NATS Even Cluster Size: What It Means and How to Fix It

Even cluster size means the JetStream meta cluster has an even number of peer servers. Raft consensus requires a strict majority (quorum = N/2 + 1) to elect a leader and commit operations. Even-numbered clusters have the same quorum requirements as odd — but an odd cluster tolerates one more failure for the same number of servers. For example, 3 nodes tolerate 1 failure; 4 nodes also tolerate only 1 failure. The extra server adds Raft overhead without improving resilience.

Why this matters

Raft quorum is floor(N/2) + 1. For a 3-node cluster, quorum is 2 — the cluster tolerates 1 failure. For a 4-node cluster, quorum is 3 — the cluster still tolerates only 1 failure. Both even and odd clusters use the same quorum formula, but an odd cluster tolerates one more failure for the same number of servers (e.g., 3 nodes tolerate 1 failure; 4 nodes also tolerate only 1 failure). That fourth server participates in every Raft operation (heartbeats, log replication, snapshot distribution) but doesn’t buy you an additional failure. You’re paying for the infrastructure, the network bandwidth, and the coordination overhead of an extra peer with zero improvement in fault tolerance.

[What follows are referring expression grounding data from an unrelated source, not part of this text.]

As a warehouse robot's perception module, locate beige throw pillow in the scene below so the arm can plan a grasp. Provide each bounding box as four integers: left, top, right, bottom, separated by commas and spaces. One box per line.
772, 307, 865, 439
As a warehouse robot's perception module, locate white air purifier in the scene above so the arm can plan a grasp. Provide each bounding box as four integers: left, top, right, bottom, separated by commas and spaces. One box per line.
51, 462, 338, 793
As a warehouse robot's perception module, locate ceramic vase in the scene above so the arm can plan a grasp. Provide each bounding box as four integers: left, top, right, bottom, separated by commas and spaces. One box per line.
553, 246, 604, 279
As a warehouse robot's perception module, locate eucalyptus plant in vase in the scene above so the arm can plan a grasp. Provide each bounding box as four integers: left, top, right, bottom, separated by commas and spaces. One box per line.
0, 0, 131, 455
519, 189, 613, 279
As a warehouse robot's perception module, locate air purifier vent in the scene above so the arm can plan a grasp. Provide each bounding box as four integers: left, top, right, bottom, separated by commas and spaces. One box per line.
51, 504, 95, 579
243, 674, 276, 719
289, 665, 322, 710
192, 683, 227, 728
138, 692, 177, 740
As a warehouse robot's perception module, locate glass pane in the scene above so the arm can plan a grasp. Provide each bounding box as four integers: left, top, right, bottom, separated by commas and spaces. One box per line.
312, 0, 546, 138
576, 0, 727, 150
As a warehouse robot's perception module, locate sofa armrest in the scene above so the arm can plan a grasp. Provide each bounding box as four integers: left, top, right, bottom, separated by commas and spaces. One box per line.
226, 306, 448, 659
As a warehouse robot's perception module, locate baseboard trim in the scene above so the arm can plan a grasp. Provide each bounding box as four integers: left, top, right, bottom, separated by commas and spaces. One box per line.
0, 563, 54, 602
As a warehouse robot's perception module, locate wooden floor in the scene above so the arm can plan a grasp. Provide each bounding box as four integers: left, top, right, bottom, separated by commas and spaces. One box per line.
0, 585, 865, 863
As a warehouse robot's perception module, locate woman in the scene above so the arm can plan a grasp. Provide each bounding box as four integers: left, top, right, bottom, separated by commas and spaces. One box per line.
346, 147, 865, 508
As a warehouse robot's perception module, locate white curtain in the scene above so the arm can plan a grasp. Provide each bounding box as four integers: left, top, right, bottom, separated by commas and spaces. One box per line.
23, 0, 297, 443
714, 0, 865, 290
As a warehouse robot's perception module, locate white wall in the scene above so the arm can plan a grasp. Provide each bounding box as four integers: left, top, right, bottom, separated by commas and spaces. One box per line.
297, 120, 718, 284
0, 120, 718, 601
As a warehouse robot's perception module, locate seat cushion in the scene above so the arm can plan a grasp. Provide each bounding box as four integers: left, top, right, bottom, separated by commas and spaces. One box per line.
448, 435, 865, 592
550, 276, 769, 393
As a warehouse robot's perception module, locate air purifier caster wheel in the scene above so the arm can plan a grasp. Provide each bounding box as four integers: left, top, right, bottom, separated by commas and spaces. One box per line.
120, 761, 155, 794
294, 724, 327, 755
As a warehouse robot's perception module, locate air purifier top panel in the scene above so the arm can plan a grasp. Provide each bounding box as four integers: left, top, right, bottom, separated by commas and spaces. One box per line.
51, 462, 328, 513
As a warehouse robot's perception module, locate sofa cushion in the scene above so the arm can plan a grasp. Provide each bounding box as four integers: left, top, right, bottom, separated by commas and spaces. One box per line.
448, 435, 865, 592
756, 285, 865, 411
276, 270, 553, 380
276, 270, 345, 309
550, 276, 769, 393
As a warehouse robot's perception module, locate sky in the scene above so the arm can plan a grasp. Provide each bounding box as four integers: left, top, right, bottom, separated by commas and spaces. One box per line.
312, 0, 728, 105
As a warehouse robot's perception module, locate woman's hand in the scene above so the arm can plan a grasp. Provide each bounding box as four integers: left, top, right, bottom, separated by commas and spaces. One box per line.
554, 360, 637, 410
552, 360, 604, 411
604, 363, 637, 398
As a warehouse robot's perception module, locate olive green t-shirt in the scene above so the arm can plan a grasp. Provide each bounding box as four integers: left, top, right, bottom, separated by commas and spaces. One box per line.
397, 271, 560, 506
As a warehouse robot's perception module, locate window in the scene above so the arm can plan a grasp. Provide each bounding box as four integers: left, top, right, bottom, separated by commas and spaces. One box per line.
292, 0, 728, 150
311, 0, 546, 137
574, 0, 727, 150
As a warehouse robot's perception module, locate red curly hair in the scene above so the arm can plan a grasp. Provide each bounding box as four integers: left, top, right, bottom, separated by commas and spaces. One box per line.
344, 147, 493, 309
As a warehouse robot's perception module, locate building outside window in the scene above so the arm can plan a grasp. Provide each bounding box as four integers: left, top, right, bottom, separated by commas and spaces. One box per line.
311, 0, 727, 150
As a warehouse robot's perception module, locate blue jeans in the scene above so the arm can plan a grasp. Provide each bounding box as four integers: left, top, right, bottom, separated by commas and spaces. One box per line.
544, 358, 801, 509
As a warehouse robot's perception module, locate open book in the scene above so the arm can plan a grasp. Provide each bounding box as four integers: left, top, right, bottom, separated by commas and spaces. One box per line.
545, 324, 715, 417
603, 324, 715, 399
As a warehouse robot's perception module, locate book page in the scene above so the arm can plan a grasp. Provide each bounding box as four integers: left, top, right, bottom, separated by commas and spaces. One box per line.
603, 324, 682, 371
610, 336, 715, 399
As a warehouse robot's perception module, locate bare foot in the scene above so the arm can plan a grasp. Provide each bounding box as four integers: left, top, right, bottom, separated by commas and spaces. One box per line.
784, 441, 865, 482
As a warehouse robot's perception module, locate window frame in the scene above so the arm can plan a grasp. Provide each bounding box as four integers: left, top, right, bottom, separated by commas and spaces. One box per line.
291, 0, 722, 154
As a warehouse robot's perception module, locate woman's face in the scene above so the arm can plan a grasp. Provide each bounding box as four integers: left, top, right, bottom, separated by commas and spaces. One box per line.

The risk goes beyond wasted resources. In a network partition scenario, an even-numbered cluster can split exactly in half. A 4-node cluster that splits 2-2 has no majority on either side — neither partition can elect a leader, and JetStream API operations stall cluster-wide. A 3-node cluster can’t split evenly: one side always has 2 nodes and can maintain quorum. A 5-node cluster that splits 3-2 or 2-3 always has one side with a majority.

This isn’t a theoretical concern. Network partitions happen — switch failures, cable cuts, availability zone outages, cloud provider networking issues. When they do, the difference between an odd and even cluster size determines whether your JetStream cluster continues operating or halts completely. The fix is trivial (add or remove one node), but the consequences of not fixing it can be severe.

Common causes

Accidental over-provisioning. A 3-node cluster is expanded to 4 nodes because “more is better” without understanding Raft quorum math. The operator adds a server expecting improved resilience, not realizing the benefit only comes at the next odd number (5).
Failed decommission leaving an extra node. A server was supposed to be removed from the cluster (hardware refresh, migration to new infrastructure) but the decommission was never completed. The old server is still a meta group peer, making the cluster even-sized.
Availability zone expansion without planning. Adding a new availability zone to a 3-node cluster by placing one server in each of 4 zones. The operator achieves geographic distribution but creates an even-numbered cluster that’s more vulnerable to partitions, not less.
Kubernetes scaling to even replica count. A JetStream StatefulSet configured with 4 replicas — perhaps because the Kubernetes default or team convention is even numbers. The deployment works but creates a suboptimal cluster topology.
Server rejoining after prolonged outage. A server that was offline for an extended period (and may have been mentally “written off”) comes back online and rejoins the meta group, incrementing the peer count to an even number.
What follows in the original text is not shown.